English Channel People-Smuggling ‘Kingpin’ Facing Extradition to Belgium

English Channel People-Smuggling ‘Kingpin’ Facing Extradition to Belgium
A drone photo showing a group of illegal immigrants react as they succeeded to get on an inflatable dinghy, to leave the coast of northern France and to cross the English Channel, in Wimereux near Calais, France, on Dec. 16, 2021. (Pascal Rossignol/Reuters)

A suspected “kingpin” of people-smuggling operations across the English Channel has been arrested and is facing extradition.

Iranian Hewa Rahimpur was detained by officers in east London on Wednesday afternoon, the National Crime Agency (NCA) said.

The 29-year-old, who was living in Ilford, is wanted by authorities in Belgium, “where he is suspected of being a leading figure in a network said by prosecutors to be engaged in ‘systematic human-smuggling’ offences using small boats”.

He is due to appear at Westminster Magistrates’ Court on Thursday where extradition proceedings are expected to begin.

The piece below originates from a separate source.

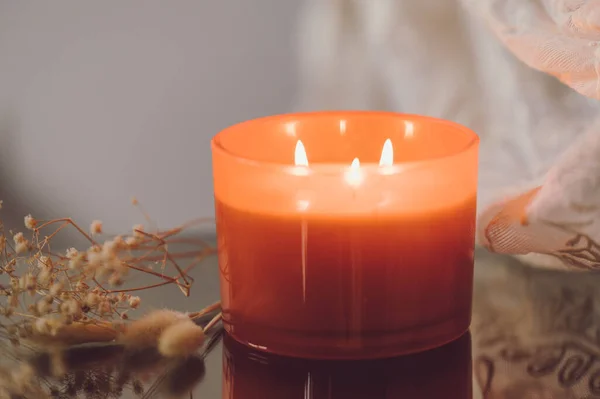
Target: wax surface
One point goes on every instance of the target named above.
(360, 284)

According to the NCA, Rahimpur is accused of sourcing boats in Turkey and having them delivered to Germany, Belgium and the Netherlands, and then directing “other members of his criminal organisation to take them on to the northern French coast, from where migrants would be transported”.

The investigation began after police seized boats and outboard motors from the back of a car near the Belgian-French border in October 2021.

Jacque Beer, the NCA’s deputy director of investigations, said: “Rahimpur stands accused of being a major player in what we would say is one of the most significant criminal networks involved in supplying boats to people smugglers.

“Many of the criminal gangs involved in these crossings are based outside of the UK, but where we do find they have a UK footprint we will act swiftly to disrupt and dismantle them.”

One of the ways the NCA has sought to disrupt people-smuggling networks is by targeting their supply of boats.

Andrea Wilson, the organisation’s deputy director of organised immigration crime, described some of the vessels as “nothing short of death-traps, held together using gaffer tape and planks of wood”.